I am writing in TypeScript and use type-fest for some additional type checking.
The following code:
function type_fest_is_equal_assertion<T, S>(): void {
let R: IsEqual<T, S> = true; // *
console.log(R);
}
… fails at the line commented with the asterisk (*) with:
Type 'boolean' is not assignable to type 'IsEqual<T, S>'
The error message makes no sense to me. I though that IsEqual is a type alias that evaluates to a boolean type: true or false. How should I read this error message to make it make sense?
Incidentally, motivation for writing the above function is given here.

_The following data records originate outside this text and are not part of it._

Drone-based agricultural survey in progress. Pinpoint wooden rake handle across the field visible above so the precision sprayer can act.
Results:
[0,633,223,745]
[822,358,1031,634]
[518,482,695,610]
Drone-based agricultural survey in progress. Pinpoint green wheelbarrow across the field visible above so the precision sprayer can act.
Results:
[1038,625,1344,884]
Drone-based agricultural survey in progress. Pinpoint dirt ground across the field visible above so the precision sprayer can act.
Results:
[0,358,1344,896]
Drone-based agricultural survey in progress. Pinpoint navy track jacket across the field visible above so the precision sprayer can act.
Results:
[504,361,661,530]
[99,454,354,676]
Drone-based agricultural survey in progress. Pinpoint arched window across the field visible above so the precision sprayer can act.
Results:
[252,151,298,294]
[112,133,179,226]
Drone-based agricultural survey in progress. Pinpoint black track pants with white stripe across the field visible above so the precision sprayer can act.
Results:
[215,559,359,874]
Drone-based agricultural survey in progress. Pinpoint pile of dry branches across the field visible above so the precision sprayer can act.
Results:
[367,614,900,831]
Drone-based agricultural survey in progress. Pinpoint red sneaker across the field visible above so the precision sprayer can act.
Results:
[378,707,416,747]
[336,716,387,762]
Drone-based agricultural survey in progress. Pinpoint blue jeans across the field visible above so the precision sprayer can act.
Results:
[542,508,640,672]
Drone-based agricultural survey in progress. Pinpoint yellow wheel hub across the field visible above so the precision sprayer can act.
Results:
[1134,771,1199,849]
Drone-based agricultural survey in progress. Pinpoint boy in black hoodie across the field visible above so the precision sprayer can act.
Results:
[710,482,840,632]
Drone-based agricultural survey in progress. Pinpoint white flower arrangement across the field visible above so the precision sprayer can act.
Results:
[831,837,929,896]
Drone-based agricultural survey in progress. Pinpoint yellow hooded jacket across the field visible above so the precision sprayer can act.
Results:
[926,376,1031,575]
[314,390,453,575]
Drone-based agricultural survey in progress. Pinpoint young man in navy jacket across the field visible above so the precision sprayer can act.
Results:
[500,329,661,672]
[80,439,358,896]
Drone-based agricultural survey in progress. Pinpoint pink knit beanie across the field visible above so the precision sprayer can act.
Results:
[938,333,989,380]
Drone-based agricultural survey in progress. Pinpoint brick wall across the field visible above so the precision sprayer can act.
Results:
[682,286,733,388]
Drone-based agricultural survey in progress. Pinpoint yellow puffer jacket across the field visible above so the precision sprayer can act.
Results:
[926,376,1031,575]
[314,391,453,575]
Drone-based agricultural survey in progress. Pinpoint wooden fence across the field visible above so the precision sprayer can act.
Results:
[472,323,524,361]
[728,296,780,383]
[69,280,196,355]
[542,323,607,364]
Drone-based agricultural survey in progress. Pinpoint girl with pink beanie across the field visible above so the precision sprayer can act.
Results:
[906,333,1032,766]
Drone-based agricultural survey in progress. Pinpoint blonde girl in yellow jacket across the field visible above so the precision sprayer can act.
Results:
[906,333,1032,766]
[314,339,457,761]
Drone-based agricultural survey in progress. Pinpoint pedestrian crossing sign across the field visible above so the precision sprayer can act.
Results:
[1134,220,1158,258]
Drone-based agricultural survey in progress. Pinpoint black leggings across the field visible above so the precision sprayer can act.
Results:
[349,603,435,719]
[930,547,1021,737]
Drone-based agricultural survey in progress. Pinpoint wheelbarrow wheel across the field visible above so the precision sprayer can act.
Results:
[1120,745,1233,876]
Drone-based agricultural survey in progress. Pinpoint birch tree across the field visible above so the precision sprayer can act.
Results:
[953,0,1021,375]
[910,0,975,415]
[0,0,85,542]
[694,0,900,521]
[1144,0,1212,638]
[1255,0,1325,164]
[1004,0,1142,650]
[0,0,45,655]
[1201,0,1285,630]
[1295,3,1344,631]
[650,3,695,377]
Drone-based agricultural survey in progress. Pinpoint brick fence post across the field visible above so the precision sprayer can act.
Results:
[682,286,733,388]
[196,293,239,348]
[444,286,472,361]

IsEqual<T, S> is implemented via conditional type, so inside the body of your generic function, it is a generic conditional type. Rather than rely on a third-party library I'm going to just make my own version for demonstration purposes:
type Eq<T, S> =
[T] extends [S] ? [S] extends [T] ? true : false : false
function f<T, S>(): void {
let R: Eq<T, S> = true; // error
console.log(R);
}
(No, it's not exactly the same, but it demonstrates the same issue. Feel free to replace.) So Eq<T, S> will either be true or false, depending on T and S. Inside the body of f(), the compiler does not know much else. T and S are not known, and so Eq<T, S> represents some unknown subtype of boolean. It is not the same as boolean. If you want a value of type boolean I can safely give you a value of type Eq<T, S>, but the reverse is decidedly unsafe. We don't know if Eq<T, S> will be true or false, so we cannot assign true to it.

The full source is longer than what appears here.